The drama, however, was not over. After the verdict, More invoked a procedure to challenge the indictment on the grounds that the act was invalid because no government or monarch had any right to interfere with matters internal to the church. Among other things, More emphasized, the first clause of the Magna Carta guaranteed that the church in England would be free from all such interference.

For a brief moment, it almost seemed as though More’s argument might carry the day, as the judges looked at each other in uncertain silence. When the chief justice finally spoke, however, he side-stepped the issue altogether, proclaiming in effect that, if the act of Parliament was lawful, the indictment was sufficient. Judgment was quickly entered against More, and he was beheaded four days later.

Learn From the Past

More’s trial and the well-documented antagonism between England and the Roman Catholic Church over the next four-plus centuries set a stage rich in irony as a frail, aged Pope Benedict stepped to the podium in Westminster Hall on Sept. 17, 2010. He did so amid warm applause from members of both houses of Parliament and various other dignitaries. Acutely aware of the historical significance of the moment, Pope Benedict wasted no time addressing it:

In particular, I recall the figure of Saint Thomas More, the great English scholar and statesman, who is admired by believers and non-believers alike for the integrity with which he followed his conscience, even at the cost of displeasing the sovereign whose ‘good servant’ he was, because he chose to serve God first. The dilemma which faced More in those difficult times, the perennial question of the relationship between what is owed to Caesar and what is owed to God, allows me the opportunity to reflect with you briefly on the proper place of religious belief within the political process.

If it is impolite for a guest to talk about religion and politics, someone forgot to tell Pope Benedict.

He went on to explain that both faith and reason have important roles to play in the discernment of the objective moral principles that must guide the development of law and legitimate civil discourse in any well-functioning democracy. The very existence of such principles is increasingly called into question by a society that repeatedly finds new ways to marginalize religion and submits to a dictatorship of relativism that holds — absolutely — that objective truth does not exist and that there are no absolutes.

If one enduring theme emerges from Pope Benedict’s eight-year pontificate, it will be his unwavering crusade against the prevailing culture of moral relativism in its various manifestations. "Religion," he explained, "is not a problem for legislators to solve, but a vital contributor to the national conversation." If it is not allowed to flourish free from coercion by the state, it cannot serve this vital function.
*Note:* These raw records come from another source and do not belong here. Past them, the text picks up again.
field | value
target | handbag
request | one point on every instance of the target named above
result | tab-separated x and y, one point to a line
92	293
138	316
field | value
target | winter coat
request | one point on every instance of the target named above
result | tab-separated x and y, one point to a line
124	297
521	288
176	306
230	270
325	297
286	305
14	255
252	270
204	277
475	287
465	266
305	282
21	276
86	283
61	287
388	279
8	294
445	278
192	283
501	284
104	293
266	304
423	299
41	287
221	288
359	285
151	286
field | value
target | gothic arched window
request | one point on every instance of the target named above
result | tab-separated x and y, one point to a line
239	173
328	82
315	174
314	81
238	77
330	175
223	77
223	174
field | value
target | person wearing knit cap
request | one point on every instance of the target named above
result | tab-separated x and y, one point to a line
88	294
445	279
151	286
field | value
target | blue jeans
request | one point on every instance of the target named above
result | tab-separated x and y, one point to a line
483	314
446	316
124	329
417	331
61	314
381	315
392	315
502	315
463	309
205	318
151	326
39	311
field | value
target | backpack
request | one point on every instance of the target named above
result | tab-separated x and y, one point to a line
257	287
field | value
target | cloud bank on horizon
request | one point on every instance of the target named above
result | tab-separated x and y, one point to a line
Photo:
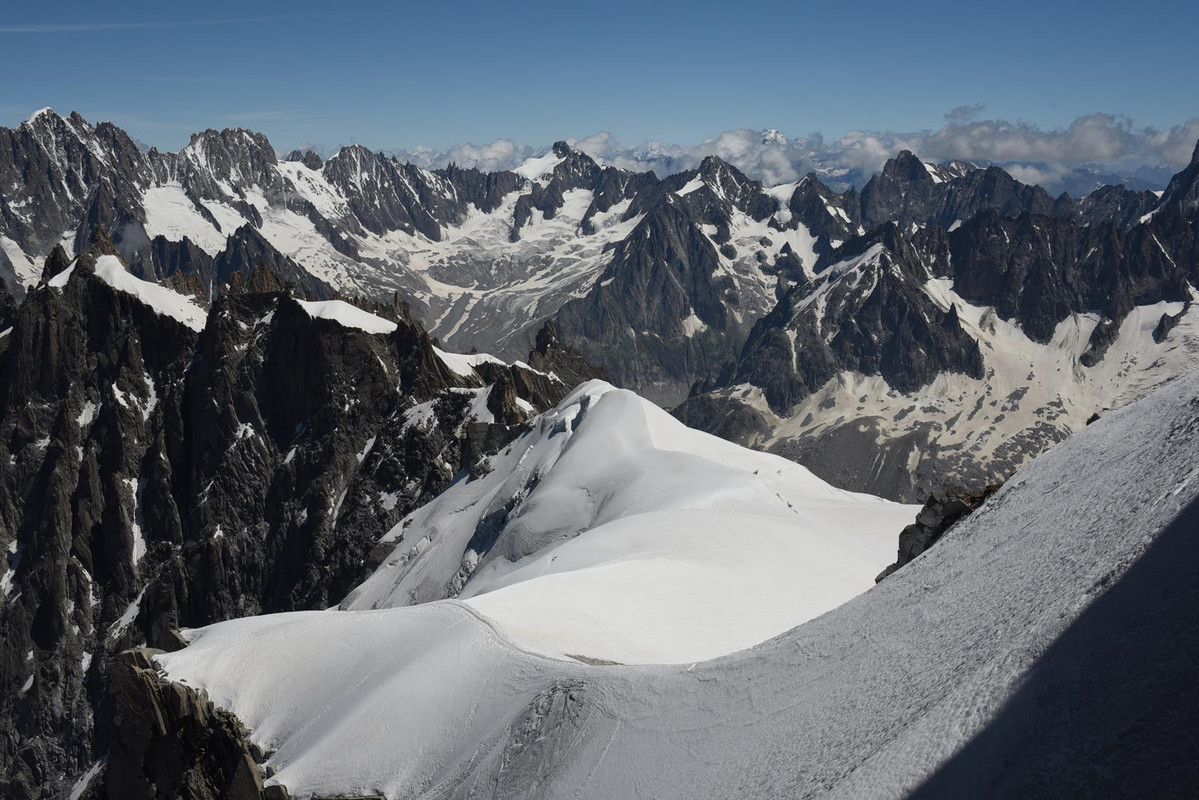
1106	143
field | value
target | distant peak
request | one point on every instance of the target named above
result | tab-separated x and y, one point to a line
40	113
772	136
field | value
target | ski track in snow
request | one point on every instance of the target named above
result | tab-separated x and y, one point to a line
862	702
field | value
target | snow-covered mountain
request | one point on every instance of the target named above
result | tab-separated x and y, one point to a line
1042	648
610	531
172	459
680	284
923	356
657	280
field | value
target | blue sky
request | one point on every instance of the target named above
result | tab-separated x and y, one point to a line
438	73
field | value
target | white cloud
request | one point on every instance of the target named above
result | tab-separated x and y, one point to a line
1031	154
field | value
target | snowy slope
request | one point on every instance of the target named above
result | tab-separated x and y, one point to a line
612	531
1032	395
865	702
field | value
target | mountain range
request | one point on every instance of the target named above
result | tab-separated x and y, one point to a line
793	318
267	510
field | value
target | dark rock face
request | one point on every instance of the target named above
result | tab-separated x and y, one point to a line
1182	193
1037	270
167	740
162	477
247	251
941	511
306	157
873	318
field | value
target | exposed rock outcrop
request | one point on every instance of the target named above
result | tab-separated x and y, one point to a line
940	512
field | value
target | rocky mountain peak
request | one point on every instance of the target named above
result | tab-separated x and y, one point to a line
307	157
1182	192
905	167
Pope Benedict concluded the address at Westminster Hall with a call for dialogue and respect at every level of society between the worlds of reason and faith, before sounding a prophetic final warning:

For such cooperation to be possible, religious bodies — including associations linked to the Catholic Church — need to be free to act in accordance with their own principles and specific convictions based upon the faith and the official teaching of the Church. In this way, such basic rights as religious freedom, freedom of conscience and freedom of association are guaranteed.